Optional Behaviors (OFF unless enabled)

Progress Callbacks: Report progress during long waits via user-provided callback
Metrics Collection: Track retry counts, wait times, and failure rates for monitoring
Fallback Values: Return cached/default values when retries exhausted
Dead Letter Logging: Record permanently failed operations for manual review

What This Skill CAN Do

Implement condition-based polling with bounded timeouts
Add exponential backoff with jitter to retry logic
Handle API rate limits with Retry-After header support
Wait for services to become healthy (TCP, HTTP, command)
Implement circuit breaker patterns for cascade failure prevention
Provide both Python and Bash implementations

What This Skill CANNOT Do

Fix underlying service issues (only handles transient failures)
Guarantee eventual success (some operations permanently fail)
Replace proper async/await patterns for event-driven code
Handle distributed coordination (use distributed locks instead)
Provide real-time guarantees (polling has inherent latency)

Quick Reference

Pattern	Use When	Key Safety Bound
Simple Poll	Wait for condition to become true	Timeout + min poll interval
Exponential Backoff	Retry with increasing delays	Max retries + jitter + delay cap
Rate Limit Recovery	API returns 429	Retry-After header + default fallback
Health Check	Wait for service(s) to be ready	All-pass requirement + per-check status
Circuit Breaker	Prevent cascade failures	Failure threshold + recovery timeout

Instructions

Phase 1: IDENTIFY WAIT PATTERN

Goal: Select the correct pattern for the use case.

Decision Tree:

1. Waiting for a condition to become true?
   YES -> Simple Polling (Phase 2)
   NO  -> Continue

2. Retrying a failing operation?
   YES -> Rate-limited (429)?
         YES -> Rate Limit Recovery (Phase 4)
         NO  -> Exponential Backoff (Phase 3)
   NO  -> Continue

3. Waiting for a service to start?
   YES -> Health Check Waiting (Phase 5)
   NO  -> Continue

4. Service frequently failing, need fast-fail?
   YES -> Circuit Breaker (Phase 6)
   NO  -> Simple Poll or Backoff

Gate: Pattern selected with rationale.
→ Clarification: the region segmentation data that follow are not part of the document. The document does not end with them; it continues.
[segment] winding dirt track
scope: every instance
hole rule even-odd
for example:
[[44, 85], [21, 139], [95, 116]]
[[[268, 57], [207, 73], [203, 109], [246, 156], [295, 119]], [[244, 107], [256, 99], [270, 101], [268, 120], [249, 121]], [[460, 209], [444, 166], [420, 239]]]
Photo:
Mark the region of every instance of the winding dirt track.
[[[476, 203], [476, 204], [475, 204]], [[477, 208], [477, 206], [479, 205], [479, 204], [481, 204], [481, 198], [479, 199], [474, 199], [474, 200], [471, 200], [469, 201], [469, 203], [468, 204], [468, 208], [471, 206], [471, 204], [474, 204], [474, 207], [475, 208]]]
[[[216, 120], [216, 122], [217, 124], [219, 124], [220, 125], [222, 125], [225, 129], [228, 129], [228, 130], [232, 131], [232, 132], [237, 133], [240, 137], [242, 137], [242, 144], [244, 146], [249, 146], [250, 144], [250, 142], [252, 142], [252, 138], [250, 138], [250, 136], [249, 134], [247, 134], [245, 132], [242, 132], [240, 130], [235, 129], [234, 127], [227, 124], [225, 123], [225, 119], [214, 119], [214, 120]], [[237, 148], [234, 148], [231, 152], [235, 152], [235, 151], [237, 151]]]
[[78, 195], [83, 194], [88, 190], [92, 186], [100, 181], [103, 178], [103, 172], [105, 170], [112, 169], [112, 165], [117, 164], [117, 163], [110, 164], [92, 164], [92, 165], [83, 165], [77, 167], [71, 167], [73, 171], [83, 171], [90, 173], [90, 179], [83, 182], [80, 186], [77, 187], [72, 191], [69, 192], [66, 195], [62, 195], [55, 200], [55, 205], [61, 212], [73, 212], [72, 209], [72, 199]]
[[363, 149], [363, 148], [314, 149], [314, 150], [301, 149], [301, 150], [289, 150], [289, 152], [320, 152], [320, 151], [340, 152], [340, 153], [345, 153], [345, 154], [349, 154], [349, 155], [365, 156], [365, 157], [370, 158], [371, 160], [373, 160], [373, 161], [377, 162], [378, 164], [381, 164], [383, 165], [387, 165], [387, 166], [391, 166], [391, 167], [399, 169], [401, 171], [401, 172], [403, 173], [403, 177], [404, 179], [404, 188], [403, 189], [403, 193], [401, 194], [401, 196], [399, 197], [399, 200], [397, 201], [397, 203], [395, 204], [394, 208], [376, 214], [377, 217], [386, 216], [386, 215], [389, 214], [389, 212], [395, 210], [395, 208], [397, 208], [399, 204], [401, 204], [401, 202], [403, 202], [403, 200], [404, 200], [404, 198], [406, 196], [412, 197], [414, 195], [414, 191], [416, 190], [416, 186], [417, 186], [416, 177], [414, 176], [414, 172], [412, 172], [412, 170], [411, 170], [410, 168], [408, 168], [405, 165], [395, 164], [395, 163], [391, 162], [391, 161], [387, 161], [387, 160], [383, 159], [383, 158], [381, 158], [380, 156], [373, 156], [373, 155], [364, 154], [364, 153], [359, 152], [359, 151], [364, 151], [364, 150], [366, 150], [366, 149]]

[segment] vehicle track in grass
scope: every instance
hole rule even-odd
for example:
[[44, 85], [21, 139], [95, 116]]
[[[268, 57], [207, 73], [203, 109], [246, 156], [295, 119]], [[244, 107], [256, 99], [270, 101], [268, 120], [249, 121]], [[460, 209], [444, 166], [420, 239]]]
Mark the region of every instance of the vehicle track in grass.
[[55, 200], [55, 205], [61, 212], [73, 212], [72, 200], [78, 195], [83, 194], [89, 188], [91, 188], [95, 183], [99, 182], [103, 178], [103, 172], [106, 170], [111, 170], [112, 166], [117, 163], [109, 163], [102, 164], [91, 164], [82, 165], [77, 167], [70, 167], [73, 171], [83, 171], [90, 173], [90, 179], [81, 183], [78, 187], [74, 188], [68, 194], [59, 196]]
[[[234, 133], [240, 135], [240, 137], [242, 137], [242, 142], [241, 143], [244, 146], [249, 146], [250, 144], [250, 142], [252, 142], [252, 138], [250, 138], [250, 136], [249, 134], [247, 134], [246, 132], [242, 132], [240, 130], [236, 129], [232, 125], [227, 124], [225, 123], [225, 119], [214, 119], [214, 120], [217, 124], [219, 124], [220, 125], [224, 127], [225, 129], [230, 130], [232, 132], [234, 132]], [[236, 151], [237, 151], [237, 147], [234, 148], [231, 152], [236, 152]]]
Proceed only when gate passes.

Phase 2: SIMPLE POLLING

Goal: Wait for a condition to become true with bounded timeout.

Step 1: Define the condition function (returns truthy when ready)

Step 2: Set timeout and poll interval

Local operations: 10-100ms poll interval, 30s timeout
External services: 1-5s poll interval, 120s timeout

Step 3: Implement with safety bounds

python

# Core pattern (full implementation in references/implementation-patterns.md)
start = time.monotonic()
deadline = start + timeout_seconds
while time.monotonic() < deadline:
    result = condition()
    if result:
        return result
    time.sleep(poll_interval)
raise TimeoutError(f"Timeout waiting for: {description}")

Step 4: Test with both success and timeout scenarios

Gate: Polling works for success case AND raises TimeoutError appropriately. Proceed only when gate passes.

Phase 3: EXPONENTIAL BACKOFF

Goal: Retry failing operations with increasing delays and jitter.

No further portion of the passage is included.